The rectangle blinked on.

Holocaust. Zionists. Strava. Pharma. Twin Towers.

Nope.

I was typing in Moon Landing when the lights flickered, died, then cut back on. A glance at my phone told me it was going on midnight. Conceding that I had a zillion-to-one shot of lucking onto the password, I gave up and went to bed.

I lay in the dark, conspiracy theories sliding through my overwrought brain. Eventually, I drifted off. Woke two hours later, damp with sweat and tangled in my sheets.

Failure chews at me. When blocked, I can’t rest. Can’t let it go. I’ve always been wired this way. When young, I was the ultimate high achiever, the one who had to earn the highest grades, attend the best university, swim the fastest times, win the most tennis matches. Nature? Nurture? Because I was the firstborn?

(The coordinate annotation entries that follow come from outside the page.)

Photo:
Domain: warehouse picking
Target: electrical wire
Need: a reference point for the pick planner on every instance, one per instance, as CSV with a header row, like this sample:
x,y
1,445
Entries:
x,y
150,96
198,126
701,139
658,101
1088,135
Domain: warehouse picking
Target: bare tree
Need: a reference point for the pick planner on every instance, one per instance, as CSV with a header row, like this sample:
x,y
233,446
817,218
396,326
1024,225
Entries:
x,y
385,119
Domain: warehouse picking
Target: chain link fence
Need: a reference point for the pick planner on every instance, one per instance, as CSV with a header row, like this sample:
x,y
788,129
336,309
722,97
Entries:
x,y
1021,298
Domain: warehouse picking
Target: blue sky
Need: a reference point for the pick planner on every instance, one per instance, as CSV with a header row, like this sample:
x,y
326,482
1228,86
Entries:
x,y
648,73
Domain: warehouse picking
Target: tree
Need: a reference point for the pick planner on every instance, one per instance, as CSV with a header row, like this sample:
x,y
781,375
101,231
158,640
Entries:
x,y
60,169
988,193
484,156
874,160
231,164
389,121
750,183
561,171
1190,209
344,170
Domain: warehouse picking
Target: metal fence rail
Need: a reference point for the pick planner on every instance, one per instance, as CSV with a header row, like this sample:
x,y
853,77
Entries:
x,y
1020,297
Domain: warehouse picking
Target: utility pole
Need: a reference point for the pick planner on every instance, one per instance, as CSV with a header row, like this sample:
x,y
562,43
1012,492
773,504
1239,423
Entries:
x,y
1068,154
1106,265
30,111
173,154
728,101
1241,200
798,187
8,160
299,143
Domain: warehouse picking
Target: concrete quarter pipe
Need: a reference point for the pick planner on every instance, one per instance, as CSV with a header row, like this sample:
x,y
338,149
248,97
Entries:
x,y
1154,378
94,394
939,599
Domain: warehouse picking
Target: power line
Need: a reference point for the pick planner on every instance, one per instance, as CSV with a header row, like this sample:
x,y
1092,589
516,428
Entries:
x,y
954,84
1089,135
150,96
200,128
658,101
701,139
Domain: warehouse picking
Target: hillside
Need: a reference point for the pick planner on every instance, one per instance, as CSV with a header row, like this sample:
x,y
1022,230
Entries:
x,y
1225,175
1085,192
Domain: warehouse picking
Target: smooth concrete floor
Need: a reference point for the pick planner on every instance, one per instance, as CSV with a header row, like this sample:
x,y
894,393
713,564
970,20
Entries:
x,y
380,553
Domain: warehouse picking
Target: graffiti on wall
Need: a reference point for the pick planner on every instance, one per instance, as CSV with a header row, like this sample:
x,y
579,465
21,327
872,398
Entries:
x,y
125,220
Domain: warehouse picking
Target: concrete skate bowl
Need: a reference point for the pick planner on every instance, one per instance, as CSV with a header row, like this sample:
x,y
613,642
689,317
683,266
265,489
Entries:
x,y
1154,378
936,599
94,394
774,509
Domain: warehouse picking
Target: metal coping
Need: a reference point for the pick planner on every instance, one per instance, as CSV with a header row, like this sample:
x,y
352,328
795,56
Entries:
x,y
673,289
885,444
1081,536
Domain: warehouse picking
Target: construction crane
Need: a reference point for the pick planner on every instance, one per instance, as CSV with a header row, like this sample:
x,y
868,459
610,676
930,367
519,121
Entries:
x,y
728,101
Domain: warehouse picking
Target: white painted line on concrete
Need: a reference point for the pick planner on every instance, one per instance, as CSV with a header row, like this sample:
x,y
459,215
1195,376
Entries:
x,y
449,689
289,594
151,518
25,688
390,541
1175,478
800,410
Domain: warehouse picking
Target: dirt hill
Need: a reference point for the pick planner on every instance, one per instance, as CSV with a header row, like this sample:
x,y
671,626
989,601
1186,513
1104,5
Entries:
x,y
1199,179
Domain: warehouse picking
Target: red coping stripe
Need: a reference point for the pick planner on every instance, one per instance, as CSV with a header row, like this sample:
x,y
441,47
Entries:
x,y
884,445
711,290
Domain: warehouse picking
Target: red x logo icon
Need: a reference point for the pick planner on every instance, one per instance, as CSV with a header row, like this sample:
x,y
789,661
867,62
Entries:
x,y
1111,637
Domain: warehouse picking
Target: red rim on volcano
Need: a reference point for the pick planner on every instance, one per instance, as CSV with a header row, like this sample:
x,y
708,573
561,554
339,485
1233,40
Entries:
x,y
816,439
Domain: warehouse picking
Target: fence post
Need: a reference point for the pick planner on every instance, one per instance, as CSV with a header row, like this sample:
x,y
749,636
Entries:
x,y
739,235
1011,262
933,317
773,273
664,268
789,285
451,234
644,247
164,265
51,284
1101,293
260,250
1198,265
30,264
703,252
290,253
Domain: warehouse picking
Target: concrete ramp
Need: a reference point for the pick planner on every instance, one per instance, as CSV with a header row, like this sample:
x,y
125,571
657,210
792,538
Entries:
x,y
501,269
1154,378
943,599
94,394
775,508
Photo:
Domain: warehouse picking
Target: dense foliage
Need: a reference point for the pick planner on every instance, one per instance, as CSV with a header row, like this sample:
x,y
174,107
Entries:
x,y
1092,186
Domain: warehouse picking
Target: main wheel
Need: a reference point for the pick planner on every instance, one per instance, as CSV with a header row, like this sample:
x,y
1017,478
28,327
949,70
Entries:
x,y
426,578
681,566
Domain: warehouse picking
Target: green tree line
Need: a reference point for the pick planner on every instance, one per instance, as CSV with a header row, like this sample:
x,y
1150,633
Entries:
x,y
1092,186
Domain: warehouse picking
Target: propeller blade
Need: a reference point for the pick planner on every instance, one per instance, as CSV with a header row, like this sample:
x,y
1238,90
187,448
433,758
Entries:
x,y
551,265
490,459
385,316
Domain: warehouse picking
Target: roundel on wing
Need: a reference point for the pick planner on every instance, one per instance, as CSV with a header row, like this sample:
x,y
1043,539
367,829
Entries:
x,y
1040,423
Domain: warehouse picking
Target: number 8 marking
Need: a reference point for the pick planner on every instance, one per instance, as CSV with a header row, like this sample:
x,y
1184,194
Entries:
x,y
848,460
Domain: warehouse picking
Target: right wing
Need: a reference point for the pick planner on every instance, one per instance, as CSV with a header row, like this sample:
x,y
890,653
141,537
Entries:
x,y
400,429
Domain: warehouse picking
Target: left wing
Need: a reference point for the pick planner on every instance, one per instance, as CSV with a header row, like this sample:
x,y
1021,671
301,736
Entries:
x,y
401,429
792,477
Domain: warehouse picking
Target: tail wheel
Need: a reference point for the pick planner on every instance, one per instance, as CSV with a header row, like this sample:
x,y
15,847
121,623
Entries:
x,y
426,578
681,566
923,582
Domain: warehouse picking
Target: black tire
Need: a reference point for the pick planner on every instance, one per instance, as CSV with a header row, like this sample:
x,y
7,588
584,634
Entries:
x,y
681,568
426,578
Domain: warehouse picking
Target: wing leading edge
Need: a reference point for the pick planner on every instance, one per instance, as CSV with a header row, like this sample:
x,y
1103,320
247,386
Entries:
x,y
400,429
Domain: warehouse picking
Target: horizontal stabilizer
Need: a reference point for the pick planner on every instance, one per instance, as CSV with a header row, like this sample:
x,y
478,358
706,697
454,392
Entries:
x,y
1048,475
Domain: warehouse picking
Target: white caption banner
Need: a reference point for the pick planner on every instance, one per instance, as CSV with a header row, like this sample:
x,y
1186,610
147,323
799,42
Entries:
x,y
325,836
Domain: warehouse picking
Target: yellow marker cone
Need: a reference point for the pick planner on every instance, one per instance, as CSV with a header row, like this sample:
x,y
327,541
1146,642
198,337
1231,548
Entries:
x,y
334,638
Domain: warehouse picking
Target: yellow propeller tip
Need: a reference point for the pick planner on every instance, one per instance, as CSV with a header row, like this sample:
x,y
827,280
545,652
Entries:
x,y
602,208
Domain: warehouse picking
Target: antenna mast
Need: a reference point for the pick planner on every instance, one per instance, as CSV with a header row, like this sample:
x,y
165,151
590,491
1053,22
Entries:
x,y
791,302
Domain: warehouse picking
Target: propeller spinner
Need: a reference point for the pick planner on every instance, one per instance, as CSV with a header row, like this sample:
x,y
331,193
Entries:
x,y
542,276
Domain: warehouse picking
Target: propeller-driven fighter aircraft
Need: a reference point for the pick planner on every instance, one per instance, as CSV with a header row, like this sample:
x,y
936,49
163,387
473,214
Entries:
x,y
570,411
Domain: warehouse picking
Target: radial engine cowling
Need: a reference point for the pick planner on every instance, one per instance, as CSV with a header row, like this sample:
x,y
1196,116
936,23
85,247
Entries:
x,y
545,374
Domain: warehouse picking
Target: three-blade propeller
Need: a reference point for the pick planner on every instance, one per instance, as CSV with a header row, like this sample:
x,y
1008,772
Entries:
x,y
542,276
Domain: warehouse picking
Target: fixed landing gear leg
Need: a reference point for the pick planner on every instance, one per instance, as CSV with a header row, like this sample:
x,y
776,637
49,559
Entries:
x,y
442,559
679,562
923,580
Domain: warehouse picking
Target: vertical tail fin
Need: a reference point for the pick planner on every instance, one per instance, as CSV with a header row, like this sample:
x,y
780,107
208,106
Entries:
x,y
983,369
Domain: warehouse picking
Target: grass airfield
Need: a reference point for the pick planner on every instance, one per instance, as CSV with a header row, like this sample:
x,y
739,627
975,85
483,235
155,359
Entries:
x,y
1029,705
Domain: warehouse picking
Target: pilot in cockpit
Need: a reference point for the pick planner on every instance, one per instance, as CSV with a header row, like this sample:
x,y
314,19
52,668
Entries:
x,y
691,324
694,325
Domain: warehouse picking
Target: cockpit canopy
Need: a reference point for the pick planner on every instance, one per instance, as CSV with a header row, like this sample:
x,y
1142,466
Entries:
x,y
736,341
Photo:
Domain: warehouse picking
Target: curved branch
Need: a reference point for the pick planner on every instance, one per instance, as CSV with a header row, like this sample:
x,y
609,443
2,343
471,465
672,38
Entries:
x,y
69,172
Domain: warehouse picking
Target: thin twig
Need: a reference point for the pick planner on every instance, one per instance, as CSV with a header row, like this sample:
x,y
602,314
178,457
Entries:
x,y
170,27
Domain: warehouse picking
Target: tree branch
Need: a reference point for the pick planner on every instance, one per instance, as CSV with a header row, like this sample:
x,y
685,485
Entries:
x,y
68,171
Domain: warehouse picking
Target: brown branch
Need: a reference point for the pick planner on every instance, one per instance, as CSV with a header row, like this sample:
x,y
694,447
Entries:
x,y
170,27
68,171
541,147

Though I rarely allow myself to pick at the memory, I know, deep down, that my brother Kevin’s death had an enormous impact on the formation of my psyche. Watching, helpless, as the tiny toddler whom I loved so dearly weakened, then died. Witnessing the crushing pain felt by my parents. Suffering the breakdown of my once happy family. I have no doubt that this tragic turning point in my eight-year-old world left scars that still drive me today. Especially with regard to missing and murdered children. I’ve been there. I know the agony caused by the loss of a child. Sometimes on a conscious level, sometimes less so, that knowledge is the motivator behind my battering-ram doggedness.